The title song Bloodmoon was set to music by Brian May, with lyrics by Hunt Downs, and sung by Vice.

The film was one of three low budget films produced as part of Village Roadshow’s 'The Silver Series', which also included thriller Dead Sleep (starring American actress, Linda Blair) and action film Hurricane Smith. The Silver Series reflected a departure from stereotypical Australian films of the past. The intention was to appeal to a new international market, based on the drawcard that films could be produced in Australia at a significantly lower cost than in the USA.

==Release==
In Australia, the film was released with a "fright break" towards the end where the audience had a chance to walk out and claim a refund.
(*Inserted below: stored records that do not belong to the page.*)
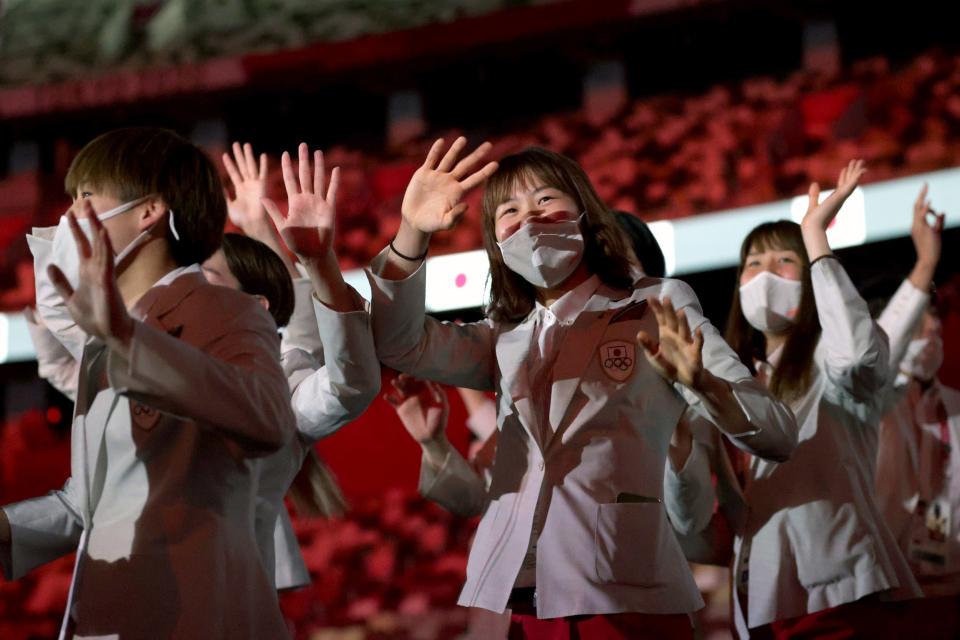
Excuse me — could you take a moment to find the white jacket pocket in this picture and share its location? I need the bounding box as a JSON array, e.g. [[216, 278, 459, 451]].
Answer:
[[594, 501, 671, 586]]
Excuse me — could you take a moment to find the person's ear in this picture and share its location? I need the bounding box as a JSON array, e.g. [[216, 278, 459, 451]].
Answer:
[[138, 195, 170, 231], [252, 294, 270, 312]]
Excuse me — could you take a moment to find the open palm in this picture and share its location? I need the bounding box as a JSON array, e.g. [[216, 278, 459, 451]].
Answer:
[[222, 142, 269, 232], [261, 143, 339, 262], [637, 297, 704, 389], [386, 374, 449, 444], [911, 182, 945, 266], [47, 201, 132, 343], [803, 159, 866, 232], [401, 137, 498, 233]]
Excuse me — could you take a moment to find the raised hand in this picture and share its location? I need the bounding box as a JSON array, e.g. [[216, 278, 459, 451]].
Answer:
[[385, 374, 449, 446], [47, 201, 134, 347], [261, 143, 339, 263], [222, 142, 269, 233], [801, 159, 867, 260], [912, 183, 945, 268], [401, 137, 498, 234], [636, 297, 705, 390], [802, 159, 866, 232], [908, 182, 945, 291]]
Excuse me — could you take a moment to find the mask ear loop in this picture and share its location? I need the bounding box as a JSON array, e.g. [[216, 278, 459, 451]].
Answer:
[[168, 210, 180, 241]]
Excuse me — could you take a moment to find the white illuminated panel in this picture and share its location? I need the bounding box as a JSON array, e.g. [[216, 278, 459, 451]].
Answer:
[[338, 251, 492, 313], [341, 269, 372, 302], [0, 312, 37, 364], [789, 186, 866, 249], [423, 250, 490, 313], [647, 220, 676, 276], [669, 166, 958, 273], [2, 167, 958, 363]]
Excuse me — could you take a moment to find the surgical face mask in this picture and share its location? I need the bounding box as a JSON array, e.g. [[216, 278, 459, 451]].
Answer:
[[738, 270, 802, 333], [50, 196, 180, 288], [903, 334, 944, 382], [497, 214, 585, 288]]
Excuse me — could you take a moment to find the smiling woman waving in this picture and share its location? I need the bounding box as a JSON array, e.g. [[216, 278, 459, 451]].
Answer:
[[362, 138, 797, 639]]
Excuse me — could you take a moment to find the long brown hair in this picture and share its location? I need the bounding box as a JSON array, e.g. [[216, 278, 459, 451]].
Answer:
[[481, 147, 634, 323], [725, 220, 820, 403]]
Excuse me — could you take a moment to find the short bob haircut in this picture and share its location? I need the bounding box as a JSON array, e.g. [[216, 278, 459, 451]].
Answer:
[[480, 147, 634, 323], [725, 220, 821, 403], [220, 233, 294, 328], [65, 127, 226, 267]]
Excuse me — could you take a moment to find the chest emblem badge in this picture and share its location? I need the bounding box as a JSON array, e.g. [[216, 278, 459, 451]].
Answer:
[[599, 340, 636, 382]]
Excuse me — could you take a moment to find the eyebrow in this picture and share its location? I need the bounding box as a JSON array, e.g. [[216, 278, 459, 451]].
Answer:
[[498, 185, 554, 207]]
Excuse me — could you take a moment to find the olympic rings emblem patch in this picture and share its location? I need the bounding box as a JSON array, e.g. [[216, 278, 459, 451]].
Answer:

It was later featured in 2008 documentary film Not Quite Hollywood: The Wild, Untold Story of Ozploitation!.

==Critical reception==

AllMovie called it a "silly Australian slasher film". Jim Schembri wrote in Cinema Papers that:
It is an unspeakably funny film, but in the saddest possible way. It is a film promoted as a horror film, and it is for anyone with any faith left in Australian mainstream film... For a film as awful, as cliche ridden, as derivative as unimaginative and as poorly made as Bloodmoon to be made in Australia in 1990 is a cause of national mourning.